Abby frowned at the dumb sleepy TV and thought about it. "I wanna an omelet and Barbie!"

The fridge opened; it made that funny suction noise, like the lab door sliding open. Like Star Trek, which Daddy said was historically significant because of its inspirational effect on the field of science, and Mommy said proved that Daddy was a nerd.

"You want Barbie in the omelet or on top of it?"

"Gross," said Abby. She rolled off the couch and crawled to the corner table with its humongous stack of books. "That's _cabalism_."

"Cannibalism," Daddy corrected. "But technically it's not really--she's not a real human, so it doesn't count. Do you want ketchup?"

"Ketchup and chhhhilllliiii," she sang. "Chili, chili, chili."

"Well, your mom's not gonna eat it," Daddy muttered. The stove’s gas flicked on.

Abby dragged a Berenstain Bears out of the stack, v-e-r-y slowly so all the rest of the books didn't go falling down and making a big mess that Daddy would make her clean up 'cause of _personal responsibility_.

"Mommy's at work," she said. "She's got a te-le-con-fer-ence."

"Good job," Daddy said, and she bet for sure he was smiling. He had a smiley voice. "You got it. What's a teleconference?"

"Boring," said Abby.

"Excellent job," said Daddy. "That's my girl. Stick with the science, stay out of communications. That's Mommy's job. Did you find a book? Is it appropriate? You didn't grab one of Mommy's books?"

Abby ran her fingers up the page till it buckled and she could turn it. 

"I got Bears."

"Oh, yeah? Is it a fun one? Exciting?"

She wiggled her toes. 

"I dunno," she said, tracing Papa Bear's face with her finger. "Words are harder than numbers. I wanna watch TV instead. Can I watch Barbie?"

"No, no Barbie," said Daddy. "Reading's hard but you gotta do it. You want to be a well-rounded grown-up, right?"

"No-o-o," said Abby. She rolled over onto her back and held the book up over her head. "I wanna be a cat."

"Well, we'll talk about it with Mommy when she gets back from work," said Daddy. "We can figure out a ten year plan."

She let Daddy cook while she puzzled out what g-i-f-t-e-d spelled. "Sound it out," is what Mommy said, so softly Abby said _guh, eye, eff_ but that didn't make any sense at all, so instead she thought: seven letters, and G was the seventh letter in the alphabet, and that was good; that was nice. T was the twentieth letter but I was the ninth letter, and nine was not half of twenty so that _wasn't_ nice; that made a leftover. If the I were a J then it would be neat-- She thought g-j-f-t-e-d, _guh-juh_ , J-i-f for peanut butter was _jif_ \--

"I got it!" She threw the book aside and clambered up the couch. "I got the word!"
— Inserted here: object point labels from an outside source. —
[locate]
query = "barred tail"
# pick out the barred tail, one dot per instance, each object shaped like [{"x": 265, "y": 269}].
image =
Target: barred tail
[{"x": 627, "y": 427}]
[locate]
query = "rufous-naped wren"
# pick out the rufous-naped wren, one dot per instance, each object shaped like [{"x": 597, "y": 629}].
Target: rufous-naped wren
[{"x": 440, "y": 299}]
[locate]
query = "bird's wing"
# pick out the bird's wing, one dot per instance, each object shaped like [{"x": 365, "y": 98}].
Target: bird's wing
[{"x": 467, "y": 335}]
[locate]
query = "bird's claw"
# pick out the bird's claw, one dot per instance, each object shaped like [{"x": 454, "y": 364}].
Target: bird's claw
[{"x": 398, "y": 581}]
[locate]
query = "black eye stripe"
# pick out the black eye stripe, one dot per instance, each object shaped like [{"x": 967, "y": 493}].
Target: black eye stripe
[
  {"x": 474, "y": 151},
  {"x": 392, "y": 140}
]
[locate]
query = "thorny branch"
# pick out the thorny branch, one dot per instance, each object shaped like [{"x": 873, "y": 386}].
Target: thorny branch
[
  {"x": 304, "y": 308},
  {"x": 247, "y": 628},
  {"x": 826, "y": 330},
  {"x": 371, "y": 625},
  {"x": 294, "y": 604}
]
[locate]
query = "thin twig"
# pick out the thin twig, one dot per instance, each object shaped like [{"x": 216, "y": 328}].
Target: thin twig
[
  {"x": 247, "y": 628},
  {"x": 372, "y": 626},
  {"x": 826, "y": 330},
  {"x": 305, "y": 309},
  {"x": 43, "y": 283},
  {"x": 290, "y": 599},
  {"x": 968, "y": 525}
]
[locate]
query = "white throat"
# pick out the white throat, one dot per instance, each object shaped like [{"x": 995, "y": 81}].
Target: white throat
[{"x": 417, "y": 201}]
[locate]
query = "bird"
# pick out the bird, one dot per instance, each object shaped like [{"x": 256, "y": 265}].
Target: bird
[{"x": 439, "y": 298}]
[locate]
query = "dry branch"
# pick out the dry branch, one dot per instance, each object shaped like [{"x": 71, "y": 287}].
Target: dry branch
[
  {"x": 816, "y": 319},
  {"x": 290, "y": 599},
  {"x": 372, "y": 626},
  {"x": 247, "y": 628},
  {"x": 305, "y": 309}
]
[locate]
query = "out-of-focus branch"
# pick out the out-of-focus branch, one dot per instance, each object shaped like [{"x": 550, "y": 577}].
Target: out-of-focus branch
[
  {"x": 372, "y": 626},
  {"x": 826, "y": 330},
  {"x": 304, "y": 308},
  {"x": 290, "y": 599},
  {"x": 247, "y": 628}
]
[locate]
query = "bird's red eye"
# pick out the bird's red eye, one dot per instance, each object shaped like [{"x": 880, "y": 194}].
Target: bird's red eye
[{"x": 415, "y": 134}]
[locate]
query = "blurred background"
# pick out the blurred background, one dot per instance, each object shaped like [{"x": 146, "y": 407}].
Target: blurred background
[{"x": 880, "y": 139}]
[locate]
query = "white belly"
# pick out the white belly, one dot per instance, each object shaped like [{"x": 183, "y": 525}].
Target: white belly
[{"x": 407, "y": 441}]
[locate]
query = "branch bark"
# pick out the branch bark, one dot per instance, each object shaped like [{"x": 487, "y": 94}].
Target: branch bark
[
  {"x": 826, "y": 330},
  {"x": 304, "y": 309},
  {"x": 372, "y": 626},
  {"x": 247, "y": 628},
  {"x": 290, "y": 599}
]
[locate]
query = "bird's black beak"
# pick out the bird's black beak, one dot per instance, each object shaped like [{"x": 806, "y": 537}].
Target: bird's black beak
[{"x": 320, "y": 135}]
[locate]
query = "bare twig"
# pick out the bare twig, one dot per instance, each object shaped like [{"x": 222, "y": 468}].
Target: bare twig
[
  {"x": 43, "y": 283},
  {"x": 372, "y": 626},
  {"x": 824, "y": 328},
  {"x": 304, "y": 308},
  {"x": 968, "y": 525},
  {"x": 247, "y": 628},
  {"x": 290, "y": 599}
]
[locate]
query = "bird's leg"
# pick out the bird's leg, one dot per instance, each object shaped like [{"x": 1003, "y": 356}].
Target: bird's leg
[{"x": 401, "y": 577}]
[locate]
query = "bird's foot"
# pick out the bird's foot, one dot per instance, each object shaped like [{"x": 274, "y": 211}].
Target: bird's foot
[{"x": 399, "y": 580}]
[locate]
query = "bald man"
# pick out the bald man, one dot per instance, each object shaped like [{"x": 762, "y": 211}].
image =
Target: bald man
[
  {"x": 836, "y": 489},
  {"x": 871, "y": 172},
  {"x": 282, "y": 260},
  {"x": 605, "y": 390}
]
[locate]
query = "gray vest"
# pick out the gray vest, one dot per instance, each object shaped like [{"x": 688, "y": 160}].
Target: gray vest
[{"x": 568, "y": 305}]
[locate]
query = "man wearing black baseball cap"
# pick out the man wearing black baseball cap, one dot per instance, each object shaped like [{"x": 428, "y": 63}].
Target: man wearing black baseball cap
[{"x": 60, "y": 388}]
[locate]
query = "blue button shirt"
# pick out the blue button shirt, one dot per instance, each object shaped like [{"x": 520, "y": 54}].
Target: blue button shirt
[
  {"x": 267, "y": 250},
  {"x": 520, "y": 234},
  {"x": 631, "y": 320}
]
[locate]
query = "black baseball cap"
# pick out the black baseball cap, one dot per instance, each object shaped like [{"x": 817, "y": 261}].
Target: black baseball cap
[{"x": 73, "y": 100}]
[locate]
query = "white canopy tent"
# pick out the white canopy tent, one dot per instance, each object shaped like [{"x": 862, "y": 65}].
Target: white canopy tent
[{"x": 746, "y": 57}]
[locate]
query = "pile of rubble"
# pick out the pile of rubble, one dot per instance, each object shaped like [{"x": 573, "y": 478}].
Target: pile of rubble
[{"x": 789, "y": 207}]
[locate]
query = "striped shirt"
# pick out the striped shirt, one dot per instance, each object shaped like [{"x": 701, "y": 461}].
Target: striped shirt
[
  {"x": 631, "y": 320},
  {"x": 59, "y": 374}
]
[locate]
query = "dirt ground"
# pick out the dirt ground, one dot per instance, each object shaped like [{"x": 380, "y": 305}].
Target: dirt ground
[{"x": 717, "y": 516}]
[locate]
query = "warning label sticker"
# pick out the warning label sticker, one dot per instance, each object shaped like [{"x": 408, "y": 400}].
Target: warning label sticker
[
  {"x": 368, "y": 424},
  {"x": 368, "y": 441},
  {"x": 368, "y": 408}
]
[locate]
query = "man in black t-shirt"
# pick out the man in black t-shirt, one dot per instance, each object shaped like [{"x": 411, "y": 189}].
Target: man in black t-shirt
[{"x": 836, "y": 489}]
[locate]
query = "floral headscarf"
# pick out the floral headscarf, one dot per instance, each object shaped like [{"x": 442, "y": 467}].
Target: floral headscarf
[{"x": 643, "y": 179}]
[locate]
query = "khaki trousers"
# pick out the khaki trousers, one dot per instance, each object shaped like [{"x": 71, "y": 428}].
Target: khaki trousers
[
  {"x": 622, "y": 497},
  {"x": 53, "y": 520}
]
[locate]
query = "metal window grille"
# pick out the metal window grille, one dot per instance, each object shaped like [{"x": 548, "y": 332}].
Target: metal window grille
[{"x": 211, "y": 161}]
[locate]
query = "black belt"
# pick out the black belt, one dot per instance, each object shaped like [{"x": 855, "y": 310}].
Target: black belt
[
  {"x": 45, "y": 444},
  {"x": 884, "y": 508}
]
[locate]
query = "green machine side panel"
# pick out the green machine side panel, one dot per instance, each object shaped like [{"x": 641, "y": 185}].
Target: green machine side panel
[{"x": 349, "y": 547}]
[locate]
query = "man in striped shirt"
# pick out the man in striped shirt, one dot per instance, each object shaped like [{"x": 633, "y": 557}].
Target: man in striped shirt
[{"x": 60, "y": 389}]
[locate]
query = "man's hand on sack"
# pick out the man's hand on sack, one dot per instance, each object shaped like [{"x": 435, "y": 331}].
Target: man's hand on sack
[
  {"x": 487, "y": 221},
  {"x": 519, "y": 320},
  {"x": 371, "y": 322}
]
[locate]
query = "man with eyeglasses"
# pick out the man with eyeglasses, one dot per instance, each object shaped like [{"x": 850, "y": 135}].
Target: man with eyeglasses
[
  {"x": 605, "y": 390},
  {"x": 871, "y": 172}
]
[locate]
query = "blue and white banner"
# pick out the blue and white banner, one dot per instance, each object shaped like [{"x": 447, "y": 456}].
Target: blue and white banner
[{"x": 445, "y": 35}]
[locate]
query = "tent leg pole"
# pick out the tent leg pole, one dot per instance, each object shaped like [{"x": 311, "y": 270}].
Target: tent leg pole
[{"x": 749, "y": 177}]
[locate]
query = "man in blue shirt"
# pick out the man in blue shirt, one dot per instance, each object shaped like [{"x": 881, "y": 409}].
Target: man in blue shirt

"You did?" Daddy scraped the omelet off the pan and onto a Disney Princess plate, the blue Cinderella one she liked best. "What's the word?"

" _Gifted_ ," Abby said proudly. "G-I-F-T-E-D. It's got seven letters and G's the seventh letter."

"Well, that's a really good word. Cheese?" He raised his eyebrows. "You want to get over here and eat this thing?"

"And more chili," Abby said, and she went over to Daddy. He'd made a big pool of ketchup for her on the middle of the plate, and an angry face on the omelet that scowled up at her and made her giggle.

"Eat up, munchkin," Daddy said. He snapped the towel at her. "You're too short. You need to get bigger, or we're going to lose you behind the couch."

She pulled the omelet apart with her hands and started swiping the pieces through the ketchup. Daddy was making his own lunch, an energy shake and an omelet of his own and two cold sandwiches, when the special alarm went off on his phone. The stove clicked off; he turned away from Abby to answer the phone. Abby sucked the ketchup and the cheese from her fingertips, and she stared at what was left of the angry face Daddy had made for her.

"No," Daddy said in a low down voice. "Right, I know--I'm auxiliary. You've got Rhodey, you've got that new kid, Victor Mancha. No--yes, that is what I'm saying. You don't need me." His voice picked up. "I'm watching my kid--no, she's not in school, and that's not the point, that's not relevant--"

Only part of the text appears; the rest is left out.